Pelatih asal Belanda itu sudah tak tampak sejak laga Borneo FC di pekan sebelumnya. Huistra tak mendampingi timnya ketika dibantai Semen Padang 3-1 di Stadion Batakan, Balikpapan.
Manajemen Borneo FC secara resmi mengumumkan perpisahan dengan Huistra pada Kamis (16/1/2025), atau tiga hari jelang kick off melawan Arema. Untuk sementara, sejak pekan lalu, Borneo FC dipegang asisten pelatih Demerson Bruno.
“Borneo FC Samarinda dan Pieter Huistra secara resmi sepakat untuk tidak melanjutkan kerja sama. Hal ini berdasarkan hasil evaluasi atas rentetan hasil yang diterima dalam beberapa pertadingan terakhir,” bunyi pernyataan resmi di laman resmi Borneo FC.
Borneo FC Samarinda Ditinggal Pelatih Kepalanya Setelah 72 Laga
Huistra meninggalkan Borneo FC setelah memimpin selama 72 laga di semua ajang. Tim Pesut Etam dibawanya menang 38 kali, imbang 15 kali, dan kalah 19 kali.
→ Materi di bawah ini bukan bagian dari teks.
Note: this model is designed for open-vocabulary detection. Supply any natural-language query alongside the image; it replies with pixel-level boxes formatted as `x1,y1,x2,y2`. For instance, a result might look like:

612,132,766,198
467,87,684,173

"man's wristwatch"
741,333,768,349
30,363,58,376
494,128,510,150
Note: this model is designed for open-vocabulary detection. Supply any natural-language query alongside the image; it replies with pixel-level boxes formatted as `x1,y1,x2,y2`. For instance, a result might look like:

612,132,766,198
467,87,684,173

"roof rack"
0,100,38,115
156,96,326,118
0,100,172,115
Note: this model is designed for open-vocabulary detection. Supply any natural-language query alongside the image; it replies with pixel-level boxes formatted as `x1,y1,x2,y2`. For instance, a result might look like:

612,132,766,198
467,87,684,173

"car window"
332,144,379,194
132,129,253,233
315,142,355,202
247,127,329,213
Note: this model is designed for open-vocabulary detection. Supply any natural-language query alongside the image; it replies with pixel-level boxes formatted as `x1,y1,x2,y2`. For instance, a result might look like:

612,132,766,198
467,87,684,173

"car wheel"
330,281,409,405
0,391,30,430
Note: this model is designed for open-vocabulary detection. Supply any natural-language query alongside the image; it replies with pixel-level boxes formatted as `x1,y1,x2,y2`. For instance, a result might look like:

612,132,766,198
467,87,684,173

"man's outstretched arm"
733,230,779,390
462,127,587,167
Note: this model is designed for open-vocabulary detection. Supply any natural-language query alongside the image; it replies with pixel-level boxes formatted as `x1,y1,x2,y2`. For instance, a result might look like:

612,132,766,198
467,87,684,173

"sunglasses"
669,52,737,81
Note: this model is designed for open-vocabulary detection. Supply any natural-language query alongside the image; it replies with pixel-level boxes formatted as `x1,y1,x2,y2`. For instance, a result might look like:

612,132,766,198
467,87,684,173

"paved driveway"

“Klub sangat menghargai capaian itu. Keputusan ini disepakati kedua belah pihak atas dasar profesionalitas dan kesamaan pandangan bahwa kepentingan tim berada di atas segalanya,” imbuh pernyataan resmi klub.
“Borneo FC langsung bergerak cepat untuk mencari pengganti pelatih dan secepatnya akan segera diumumkan siapa pelatih kepala untuk sisa musim ini.”